Evariste Galois
Sophus Lie
A projection of the group E(8)
Group theory is the mathematical study of symmetry. A group is simply a mathematical set of objects that are linked by a set of mathematical rules. Group theory began with the work of Evariste Galois, a French mathematician. Although Galois’ ideas were originally met with rejection, group theory has now been shown to have tremendous power and answering mathematical questions that cannot be answered by any other means.
Sophus Lie, a Norwegian mathematician, is going to develop group theory into a more serious branch of mathematics. Lie was able to catalogue all groups into about 7 varieties. These are now known as Lie groups. These 7 kinds of Lie groups are called: A, B, C, D, E, F and G.
A, B, C and D - are labeled by an integer: “n”. This integer can be arbitrarily large. That being said, there are an infinite amount of these kinds of groups. These are the groups that have historically been the most useful for building models that involve quarks and leptons.
In today’s notation, we can refer to these groups as:
A(n)=SU(n+1)
B(n)=SO(2n+1)
C(n)=SP(2n)
D(n)=SO(2n)
Where: S = special, O = orthogonal, U = unitary and SP = sympletic.
There have been thousands of papers written using these groups, with the goal of describing elementary particles. However, “n” remains arbitrary, and its value cannot be determined.
E, F and G - however, allow for only a definite number of quarks. Thus, these groups are of interest to physicists. These groups come only in the following sets:
G(2), F(4), E(6), E(7) and E(8)
Superstring theory, it should be noted, has the symmetry E(8) x E(8). This is enough to explain all of the known particles and then some. However, when this superstring symmetry is broken, it is suspected to break down to E(6), which then will break down to SU(3) x SU(2) x U(1).
Indeed, these SU(N) symmetries were discovered by Lie and rotate complex numbers:
U(1) - This is the simplest of the SU(N) symmetries. This is the symmetry that underlies Maxwell’s equations. The “1” represents the fact that there is only one photon.
SU(2) - This is the next simplest set of SU(N) symmetries. The SU(2) symmetry can rotate two particles: both the proton and the neutron.
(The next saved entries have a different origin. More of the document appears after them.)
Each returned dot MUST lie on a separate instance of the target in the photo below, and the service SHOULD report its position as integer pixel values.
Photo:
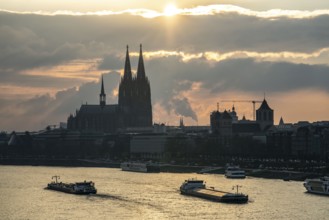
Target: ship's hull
(67, 189)
(215, 195)
(230, 176)
(317, 186)
(140, 167)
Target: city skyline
(197, 53)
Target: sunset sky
(196, 53)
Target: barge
(317, 185)
(86, 187)
(198, 188)
(235, 172)
(140, 167)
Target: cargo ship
(317, 185)
(235, 172)
(197, 188)
(86, 187)
(140, 167)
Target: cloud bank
(50, 63)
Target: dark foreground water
(128, 195)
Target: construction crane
(252, 101)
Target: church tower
(126, 87)
(265, 116)
(102, 96)
(142, 95)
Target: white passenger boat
(235, 172)
(317, 185)
(140, 167)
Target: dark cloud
(34, 41)
(29, 41)
(111, 61)
(183, 107)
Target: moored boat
(317, 185)
(235, 172)
(86, 187)
(197, 188)
(140, 167)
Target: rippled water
(129, 195)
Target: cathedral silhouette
(133, 110)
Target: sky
(196, 54)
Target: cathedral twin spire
(140, 69)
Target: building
(133, 110)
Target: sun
(170, 10)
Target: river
(129, 195)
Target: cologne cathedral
(133, 110)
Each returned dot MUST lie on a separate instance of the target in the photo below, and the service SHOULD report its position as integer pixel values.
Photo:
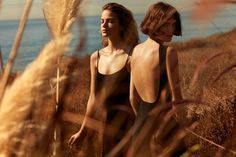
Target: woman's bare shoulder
(171, 54)
(94, 57)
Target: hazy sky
(12, 9)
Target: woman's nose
(104, 24)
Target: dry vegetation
(29, 118)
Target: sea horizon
(36, 35)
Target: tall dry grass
(207, 67)
(27, 123)
(21, 132)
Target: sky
(12, 9)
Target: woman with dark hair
(110, 78)
(154, 72)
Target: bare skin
(112, 58)
(145, 65)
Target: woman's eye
(165, 25)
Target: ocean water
(36, 34)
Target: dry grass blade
(211, 142)
(28, 91)
(203, 64)
(226, 70)
(15, 47)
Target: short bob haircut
(157, 15)
(126, 20)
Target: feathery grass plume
(225, 71)
(28, 91)
(15, 47)
(57, 14)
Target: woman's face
(110, 26)
(166, 31)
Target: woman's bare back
(145, 66)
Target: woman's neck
(115, 45)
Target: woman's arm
(172, 65)
(133, 96)
(91, 101)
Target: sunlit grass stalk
(211, 142)
(29, 90)
(225, 71)
(15, 47)
(1, 62)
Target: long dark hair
(157, 15)
(126, 20)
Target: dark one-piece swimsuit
(146, 124)
(117, 112)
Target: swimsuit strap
(98, 57)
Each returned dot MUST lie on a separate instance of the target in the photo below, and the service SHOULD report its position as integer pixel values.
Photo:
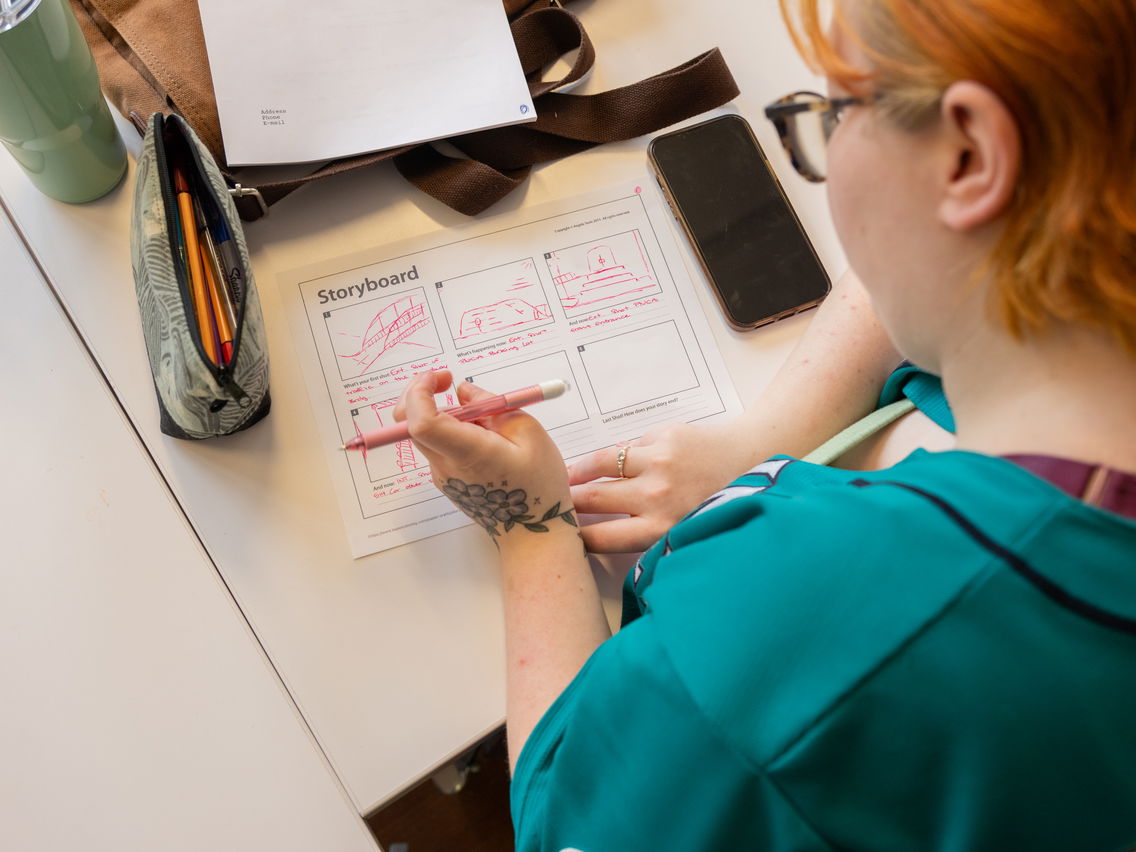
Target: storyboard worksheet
(590, 290)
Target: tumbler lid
(13, 11)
Werner Heisenberg showed in 1932, that the Schrodinger equation for these particles (which are very much alike apart from their electric charge) can be written so as to remain invariant even if the particles are shuffled. Protons could turn into neutrons and vice versa, all the while, the equations stayed the same. We also see this in the Weinberg-Salam theory. The theory remains the same if an electron and neutrino are rotated into each other. That being said, this electroweak symmetry, also includes the symmetry of Maxwell, and can therefore be read as: SU(2) x U(1).
SU(3) - Shoichi Sakata, showed that the SU(3) symmetry group can represent the strong interaction. This is because it rotates the three subnuclear particles that make up the strongly interacting hadrons. If we wanted, we could make “N” represent the number of quarks and we could raise the SU(N) symmetry to as high as we desired.
SU(5) - The SU(5) symmetry group would be an example of a grand unified theory that can shuffle five components: an electron, a neutrino and three quarks.
The E(N) symmetries are mysterious groups. These are abstract algebraic manipulations that have nothing to do with the natural or physical world at all. The highest value “N” can take, for some complicated mathematical reasons, is 8. It should be noted that the E(8) symmetry appears in superstring theory.